I tend to go with larger files sizes, like 100MB or maybe even 500MB? Team Drive doesn’t have size limit, but 400 000 file number limit - so would be good to keep number of files low, correct?

Any other settings I should look at?

Thanks!

A rule-of-thumb which we hope to avoid by below is to limit backups to a few million blocks.
For this, that means 1 MB --blocksize, up from the default 100 KB. More on that value here.

Choosing sizes in Duplicati offers some other guidance. If your link is quick, you can afford to increase what the Options screen calls “Remote volume size” which is actually dblock-size under another name.

The slowness that can arise is many volumes may be needed to restore few files, if blocks are needed, however if this is purely for disaster recovery restore (but why not get some other use of it meanwhile?) you’re going to download everything anyway, so again larger dblock volumes may have few downsides.

Probably nobody knows. There has been no systematic benchmarking of all backups on all destinations. There’s definitely a job opening if you’re interested in exploring some on your own question about “best”.

Potentially a large number of files would slow down file listing, but that’s generally only at a backup start and end (e.g. to sanity-check that the destination files are “looking” as expected).

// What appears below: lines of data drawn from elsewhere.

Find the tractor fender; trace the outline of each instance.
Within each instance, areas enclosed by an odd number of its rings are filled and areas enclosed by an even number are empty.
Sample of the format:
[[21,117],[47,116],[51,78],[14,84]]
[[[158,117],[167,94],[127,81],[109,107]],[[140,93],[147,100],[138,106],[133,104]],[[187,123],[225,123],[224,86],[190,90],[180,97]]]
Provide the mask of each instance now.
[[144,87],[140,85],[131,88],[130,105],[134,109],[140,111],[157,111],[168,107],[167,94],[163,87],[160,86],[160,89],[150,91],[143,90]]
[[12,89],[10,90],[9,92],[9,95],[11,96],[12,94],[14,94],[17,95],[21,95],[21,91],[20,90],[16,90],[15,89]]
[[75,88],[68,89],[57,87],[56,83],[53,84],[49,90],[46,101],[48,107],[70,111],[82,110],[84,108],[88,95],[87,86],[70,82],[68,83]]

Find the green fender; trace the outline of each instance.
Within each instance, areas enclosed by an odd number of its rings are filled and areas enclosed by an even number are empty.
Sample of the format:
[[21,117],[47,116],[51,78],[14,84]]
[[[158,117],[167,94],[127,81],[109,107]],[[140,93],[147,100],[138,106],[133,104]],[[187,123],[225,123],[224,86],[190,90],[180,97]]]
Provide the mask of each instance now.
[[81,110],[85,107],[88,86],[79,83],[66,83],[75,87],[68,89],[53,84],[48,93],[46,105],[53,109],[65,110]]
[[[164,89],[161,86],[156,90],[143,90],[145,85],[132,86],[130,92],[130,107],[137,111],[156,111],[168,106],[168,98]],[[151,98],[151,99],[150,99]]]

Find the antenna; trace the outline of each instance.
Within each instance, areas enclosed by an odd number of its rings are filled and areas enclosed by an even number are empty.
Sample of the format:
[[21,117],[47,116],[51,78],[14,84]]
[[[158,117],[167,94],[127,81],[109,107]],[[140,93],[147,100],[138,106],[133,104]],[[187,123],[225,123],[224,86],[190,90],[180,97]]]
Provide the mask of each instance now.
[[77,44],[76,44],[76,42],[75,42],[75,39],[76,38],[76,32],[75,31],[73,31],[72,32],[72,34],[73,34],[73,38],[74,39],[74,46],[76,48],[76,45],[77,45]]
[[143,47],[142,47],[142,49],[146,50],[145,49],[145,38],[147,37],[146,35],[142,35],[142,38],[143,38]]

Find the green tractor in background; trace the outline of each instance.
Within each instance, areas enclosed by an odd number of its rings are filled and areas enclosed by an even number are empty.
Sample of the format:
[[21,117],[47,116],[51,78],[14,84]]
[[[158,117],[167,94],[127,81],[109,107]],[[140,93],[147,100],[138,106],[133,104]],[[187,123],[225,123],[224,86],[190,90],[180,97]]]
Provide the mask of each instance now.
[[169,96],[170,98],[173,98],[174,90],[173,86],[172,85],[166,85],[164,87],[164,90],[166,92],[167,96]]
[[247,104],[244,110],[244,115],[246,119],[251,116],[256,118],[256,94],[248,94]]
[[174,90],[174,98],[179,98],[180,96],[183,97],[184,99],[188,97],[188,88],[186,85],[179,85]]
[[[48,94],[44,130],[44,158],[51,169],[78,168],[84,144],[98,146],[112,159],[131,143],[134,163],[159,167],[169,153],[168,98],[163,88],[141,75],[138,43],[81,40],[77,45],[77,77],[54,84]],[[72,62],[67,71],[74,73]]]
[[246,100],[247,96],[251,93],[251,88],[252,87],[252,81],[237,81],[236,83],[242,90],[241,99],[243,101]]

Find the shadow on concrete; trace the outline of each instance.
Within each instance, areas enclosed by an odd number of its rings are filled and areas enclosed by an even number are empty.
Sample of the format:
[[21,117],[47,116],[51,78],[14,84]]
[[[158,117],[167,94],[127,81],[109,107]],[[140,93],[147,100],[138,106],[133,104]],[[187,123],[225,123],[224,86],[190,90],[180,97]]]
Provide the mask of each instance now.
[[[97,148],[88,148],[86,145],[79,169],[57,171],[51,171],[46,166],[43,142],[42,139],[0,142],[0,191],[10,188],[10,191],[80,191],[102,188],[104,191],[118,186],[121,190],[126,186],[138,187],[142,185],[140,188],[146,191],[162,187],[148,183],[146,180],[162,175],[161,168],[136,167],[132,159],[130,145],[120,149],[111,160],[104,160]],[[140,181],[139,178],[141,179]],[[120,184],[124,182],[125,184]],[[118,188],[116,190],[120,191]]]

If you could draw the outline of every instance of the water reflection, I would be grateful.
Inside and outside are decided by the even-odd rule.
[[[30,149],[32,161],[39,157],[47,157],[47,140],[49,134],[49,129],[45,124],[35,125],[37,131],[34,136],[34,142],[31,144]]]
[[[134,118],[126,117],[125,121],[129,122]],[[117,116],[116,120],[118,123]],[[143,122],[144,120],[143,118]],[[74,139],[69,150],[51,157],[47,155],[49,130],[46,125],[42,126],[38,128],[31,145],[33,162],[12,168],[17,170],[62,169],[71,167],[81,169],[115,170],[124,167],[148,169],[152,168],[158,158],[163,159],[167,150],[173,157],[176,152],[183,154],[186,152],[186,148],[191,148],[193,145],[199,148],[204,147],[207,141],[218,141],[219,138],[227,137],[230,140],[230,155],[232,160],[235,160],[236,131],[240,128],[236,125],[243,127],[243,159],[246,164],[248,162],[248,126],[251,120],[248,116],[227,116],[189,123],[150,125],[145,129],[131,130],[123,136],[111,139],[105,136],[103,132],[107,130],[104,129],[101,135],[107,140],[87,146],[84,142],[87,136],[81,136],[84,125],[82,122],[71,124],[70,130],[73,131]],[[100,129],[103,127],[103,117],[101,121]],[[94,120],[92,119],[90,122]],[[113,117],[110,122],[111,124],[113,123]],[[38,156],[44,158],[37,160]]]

Even at a rather small default 50 MB remote volume size, that gives you 10 TB (half the files are dindex files), so would suffice.

These would probably be fine too. This number (unlike blocksize) can be changed later, but affects only newly created volumes, however increasing it can trigger a compact which may work awhile to give you what you asked for. Lowering the number is less effective, so you may be holding large files a long time.

If you have time and interest, exploration of settings changes on various sorts of performance is an area much in need of exploration and documentation or even following forum topics to assist people with that.

As a community work, Duplicati hopes that everybody can contribute something to its collected progress.

Omg there is a file count limit on gdrive?

FIrst of all, make sure not to go with the god-mode token, it is a real hurdle to migrate (basically you have to reupload), once Google takes away that everything-goes token possibility:

You will have google drive 403 errors, if you use the latest beta like I do.
So I recommend --number-of-retries=10 --retry-delay=20

You wrote you never want to restore, still I share my experience and decision. It is not just the restore time to be taken into consideration, but also the db to work with.

I have ~5.3 TB backed up to google drive.
I was testing more before doing my full backup because I have read horror-stories about restoration. Yes, 1-2 days is totally ok for me, but I saw 10 day horrors. I have read about the horrible db-performance hit after a certain number of items, also the more blocks, the bigger is the db.
The db size itself (although proportional to the amount of backed up data) isn’t a great contributor of problem, but the restoration is.

BTW if it comes to that, I don’t recommend restoring directly from the remote gdrive backend, the restoration process is a 2-pass thing, first the files then the metadata. The metadata is supposed to be veeeery small changes, yet it is consulting all the remote blocks, so in the end it will download every block twice.
=> strategically I will download backend to be local before restoration, so I only care about backup performance and internal blocksize

The other trap is to not backing up the db, or not accounting for its size. Although not catastrophic, if you only have your blocks, you can recreate the db, but it will be significant time. Also, the bigger the db, the more "jumps’. Sorry for the word, am no db expert.
=> blocksize strategy: striving for smaller db means bigger blocksize
=> duplicati runtime strategy: have the db on non-spinning disks, I invested in NVMe for SSD cache, as my environment is a NAS

So I wanted to test how problematic is it, if I have block the size of 5 MB. I wanted to see if it penalizes the restoration. You can see in the table I attach, that basically having bigger blocksize helps.
Notable differences:

  • the db size having 10kB blocksize was 852 MB, with 5MB it dropped to 54 MB.
  • introducing SSD cache reduced the db repair (fixed blocksize) to 66%.
  • changing the blocksize from 10kb to 5MB reduced the db repair to 50%
  • blocksize does not effect the “Target file is patched with some local data” part of the restore or “restore integrity” part, but SSD cache does
  • metadata recording (second phase of restore) is equally bad performance no matter the ssd cache or blocksize. It is still better when restoring from local backend than restoring from gdrive although I did’nt save the gdrive restore log back then.

Also after deciding for the final parameters I had a 8-10 days long initial backup of 5 TB. The backup is 3.38 TB (my wife duplicates like mad), the DB is 469 MB big.

Read more:

Amazing response, and thanks for benchmarks. This was timely because I was posting to @tarianjed

Please change default blocksize to at least 1MB #4629

yesterday wondering what things the new indexes on default blocksize fix and what they can’t.(DB size).
If we can figure out a way to get these fixes in a release, then maybe more help is available to measure.